I keep twisting and turning my iPad with childlike wonder while reading the familiar tale of the adventures of a girl named Alice. For the first time in my life, I'm blown away by an interactive book design.
Alice for the iPad is a cute app which contains a slightly interactive version of a beloved story. It's not interactive to the point of annoyance and tackiness, but instead full of clever little touches like mushrooms that you can toss around a room with a twist of your iPad or an Alice who grows and shrinks as you move your gadget around.
And Time's Nerd World gushes:
iPad, suddenly much more appealing: Virtual pop-up book? Hell yes. This interactive Alice in Wonderland e-book looks incredible. Behold, the future.

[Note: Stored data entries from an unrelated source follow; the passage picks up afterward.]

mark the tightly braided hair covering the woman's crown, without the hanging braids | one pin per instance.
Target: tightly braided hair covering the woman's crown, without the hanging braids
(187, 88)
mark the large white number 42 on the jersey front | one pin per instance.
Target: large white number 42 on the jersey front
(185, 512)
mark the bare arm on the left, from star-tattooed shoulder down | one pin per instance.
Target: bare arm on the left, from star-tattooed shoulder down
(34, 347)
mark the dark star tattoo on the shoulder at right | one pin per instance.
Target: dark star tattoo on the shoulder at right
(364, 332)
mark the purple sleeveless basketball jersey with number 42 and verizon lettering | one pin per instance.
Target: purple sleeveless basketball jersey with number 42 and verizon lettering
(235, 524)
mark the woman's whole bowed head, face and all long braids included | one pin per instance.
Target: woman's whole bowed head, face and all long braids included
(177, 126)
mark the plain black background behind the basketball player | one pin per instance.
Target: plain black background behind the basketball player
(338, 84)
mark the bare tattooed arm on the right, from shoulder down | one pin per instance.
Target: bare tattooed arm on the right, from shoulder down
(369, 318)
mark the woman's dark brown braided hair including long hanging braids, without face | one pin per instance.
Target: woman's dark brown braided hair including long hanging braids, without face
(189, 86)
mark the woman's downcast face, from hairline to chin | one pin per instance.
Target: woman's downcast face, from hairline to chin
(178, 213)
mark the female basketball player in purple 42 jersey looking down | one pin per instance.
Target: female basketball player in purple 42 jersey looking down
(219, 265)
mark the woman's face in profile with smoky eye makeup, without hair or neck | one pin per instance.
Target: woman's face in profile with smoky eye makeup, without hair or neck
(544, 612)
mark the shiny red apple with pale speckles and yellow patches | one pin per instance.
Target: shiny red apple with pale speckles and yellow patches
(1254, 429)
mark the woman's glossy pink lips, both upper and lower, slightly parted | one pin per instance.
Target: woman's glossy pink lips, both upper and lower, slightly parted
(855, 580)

The problem is that this future currently isn't available in iBooks, Apple's online bookstore, but from individual app companies like Vook and Alice's Atomic Antelope. (The difference is the same as buying a song from iTunes versus downloading an app from the App Store.)
If you purchased an iPad and downloaded iBooks, you got Winnie the Pooh. The interactivity? You can "see" the page turn. Other books that naturally lend themselves to animation, video or dynamicism seem missing in action.
In another example, comic books look gorgeous and move fluidly on the free Marvel Comics app. Why wasn't this integrated into iBooks, especially as classic graphic novels like The Watchmen inevitably make their way to the medium?
Apple is creating a fragmented environment, where individual publishers have to go outside the much-hyped iBookstore environment to offer truly dynamic storytelling. It's still unclear whether that's because Apple has been stingy with the tools, or if it isn't capable of anything truly revolutionary with its iBookstore right now. Either way, the tension bodes poorly for the business of selling eBooks on the iPad.